I wished her a happy day with the least sincere words of “I hope you enjoy your day” that were ever uttered by me to a police officer in as much disdain as I thought would make my point without resulting in me being waterboarded down at the precinct. She ran back to her car and sped off, presumably to resume her stakeout of that formerly-notorious corner, rife with traffic violators. The citizens of Toronto can sleep safely tonight. (But for how long?)

I looked at her ticket and was dismayed that there was no signature of Sandi or Staycee with a smiley face next to it, like at the family restaurants and pubs I like to frequent. I returned to my journey in to work, grateful that I had narrowly escaped being tasered or pepper-sprayed or beaten senseless with a police-issue baton. All I had to endure was an over-enthusiastic and under-qualified rookie cop messing up my otherwise cheerful demeanour with her prejudicial application of the law. I wonder if she’ll turn up in court when I fight the fine?

In his Birthday Party days, Nick Cave frequently wore the controversial t-shirt: I hate every cop in this town. The only good cop is a dead cop. That’s a bit much, surely. But I think it expresses something of the frustration at the gap between serving the public interest, which is surely the purpose of the police we employ, and the failure to act in a responsible manner befitting the badge. I’m not made happy by making accusations about the police force’s need to maintain their revenue streams with frivolous traffic stops but the interests of safety and observance of the rules and regulations of the road were not honoured with this abuse of a police officer’s authority. I wasn’t even granted my wish of being cuffed and frisked, despite my obvious desire. There’s always the next TFC gate entry for the latter, I suppose.

6 Responses to “Little Better than Criminals”

  1. GarBut Says:

    Not sure what the court of public opinion would have to say about all this, but I bet it can all be tidily summed up in a single word by the (self-appointed) court of inside jokes: Hendricks.

  2. Mk Says:

    So except for the drinking in a public place, riding a bicycle while drunk, and the illegal trapping and killing of house-hold rodents, you say you, “frequently demonstrated that I’m a law ‘n’ order type of man,” eh? hmmm… how convienient.
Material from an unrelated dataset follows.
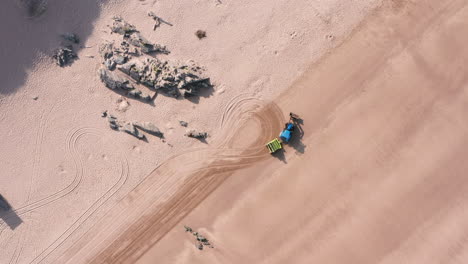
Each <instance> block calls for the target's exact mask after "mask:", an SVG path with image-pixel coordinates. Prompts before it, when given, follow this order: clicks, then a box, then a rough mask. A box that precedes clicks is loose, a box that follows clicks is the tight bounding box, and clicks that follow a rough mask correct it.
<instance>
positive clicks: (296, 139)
mask: <svg viewBox="0 0 468 264" xmlns="http://www.w3.org/2000/svg"><path fill="white" fill-rule="evenodd" d="M294 125H295V129H294V132H293V136H292V138H291V141H289V143H288V145H289V146H291V147H293V148H294V150H296V153H297V154H304V152H305V149H306V147H307V146H306V145H305V144H304V143H303V142H302V138H303V137H304V130H303V129H302V125H304V120H303V119H302V118H296V119H295V120H294Z"/></svg>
Kind of like the way I drive 40 kph over the posted speed limit, because the 4 guys ahead of me are going 45 over, so I’m not really the one speeding.

    I say this “rookie” cop was called to this side street to stop the hordes of drivers that coast through the stop sign by concerned residents frightened at the prospects of their young children being run over by automotive murderers like yourself.

    But, if you want a character witness for your up-comming court date, count me in… as long as there is a brace of spirits in it for me.

    BTW, I’ll be over in a minute to give you the frisking you desreve…

  3. Mikrolainur Says:

    I agree with GarBut - turn to Hendricks for inspiration.

  4. Mattman Says:

    Let me call my friend Lennie Briscoe and see what I can do to help you out.

  5. Mikrolainur Says:

    What the f$#! is going on?! How many days am I supposed to wait between postings?

  6. Mark Says:

    Hmmmmm.

    I know O.J.s lawyers are busy in Las Vegas at the moment. I don’t know about Canada, but daytime television in the States has many legal options for you! Good luck!